Dixie Rasmussen MS‘98 DNP‘17, a certified nurse midwife at Mountain Utah Family Medicine in Richfield, Utah, received the 2017-18 Excellence in Advancing Nursing Practice Award from the American Association of Colleges of Nursing. Rasmussen is the second person from the U ever to win the national honor. The award recognizes an outstanding final project from a student in a doctor of nursing practice program. Rasmussen's project addressed the question “Can a Rural Hospital Reliably Perform an Emergency Cesarean Section in 30 Minutes or Less?” Her project showed the direct impact on improved patient outcomes and demonstrated an interprofessional impact with a rural/frontier focus. She credits the project’s success to Sevier Valley Hospital’s quality improvements. Her project was selected as the U’s top doctoral project in its College of Nursing.

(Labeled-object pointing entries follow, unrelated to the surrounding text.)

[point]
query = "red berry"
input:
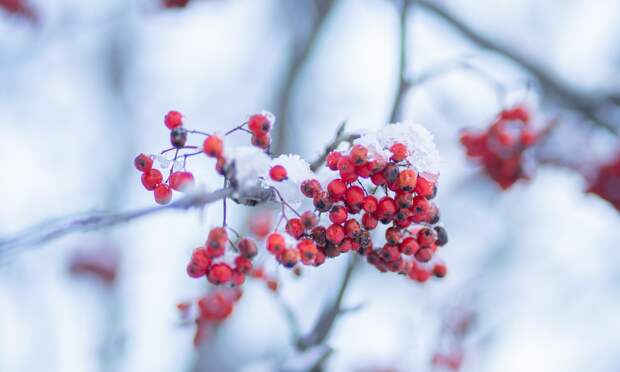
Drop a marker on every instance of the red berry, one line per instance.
(425, 187)
(289, 257)
(260, 124)
(370, 204)
(295, 228)
(378, 179)
(359, 155)
(386, 209)
(336, 189)
(276, 243)
(309, 220)
(332, 160)
(408, 246)
(369, 221)
(440, 269)
(407, 180)
(143, 163)
(310, 188)
(173, 120)
(335, 234)
(163, 194)
(262, 141)
(392, 235)
(319, 235)
(181, 181)
(307, 250)
(338, 214)
(399, 152)
(213, 146)
(243, 264)
(220, 273)
(151, 178)
(346, 165)
(377, 164)
(278, 173)
(247, 248)
(352, 228)
(354, 196)
(322, 202)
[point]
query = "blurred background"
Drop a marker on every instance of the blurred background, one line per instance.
(84, 86)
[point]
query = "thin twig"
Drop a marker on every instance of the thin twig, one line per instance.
(589, 105)
(403, 84)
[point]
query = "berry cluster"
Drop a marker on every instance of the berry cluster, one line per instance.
(213, 146)
(411, 238)
(501, 148)
(208, 260)
(607, 181)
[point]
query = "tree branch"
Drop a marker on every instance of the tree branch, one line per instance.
(48, 231)
(298, 61)
(403, 84)
(588, 105)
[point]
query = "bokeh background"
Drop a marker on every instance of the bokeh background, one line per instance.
(84, 87)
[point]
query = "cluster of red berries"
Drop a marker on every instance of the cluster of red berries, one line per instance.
(259, 125)
(18, 7)
(606, 183)
(213, 308)
(412, 237)
(501, 148)
(208, 259)
(218, 305)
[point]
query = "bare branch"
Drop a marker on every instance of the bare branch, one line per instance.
(300, 56)
(588, 105)
(341, 137)
(403, 84)
(330, 313)
(48, 231)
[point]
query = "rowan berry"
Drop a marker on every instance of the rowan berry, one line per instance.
(322, 202)
(289, 257)
(260, 124)
(276, 243)
(399, 152)
(334, 234)
(178, 137)
(243, 264)
(408, 246)
(332, 160)
(386, 209)
(143, 163)
(354, 196)
(310, 188)
(247, 248)
(359, 155)
(309, 220)
(278, 173)
(262, 141)
(181, 181)
(336, 189)
(173, 120)
(338, 214)
(407, 180)
(219, 273)
(162, 194)
(151, 179)
(295, 228)
(213, 146)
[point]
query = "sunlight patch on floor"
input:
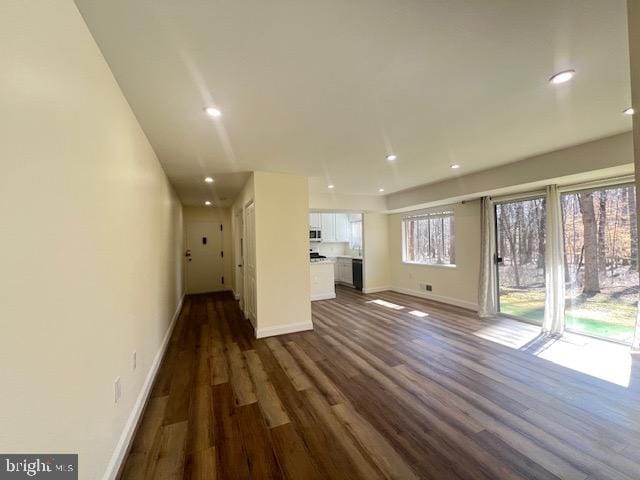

Scott Neville BS’17 (mathematics) BS’17 (computer science; both magna cum laude), of Clearfield, Utah, has received the prestigious Churchill Scholarship to study at the University of Cambridge in the U.K. He is one of only 15 students nationally to receive the award this year and is the third Churchill Scholar for the U, all of whom are mathematicians. Neville was drawn to math in high school when he was introduced to the Collatz Conjecture, a well-known math sequence problem first posed in 1937. It captured his attention, and Neville was ecstatic when he realized he could contribute to research mathematics. Neville aspires to become a professor at a research university so he can continue working on math and sharing it with others.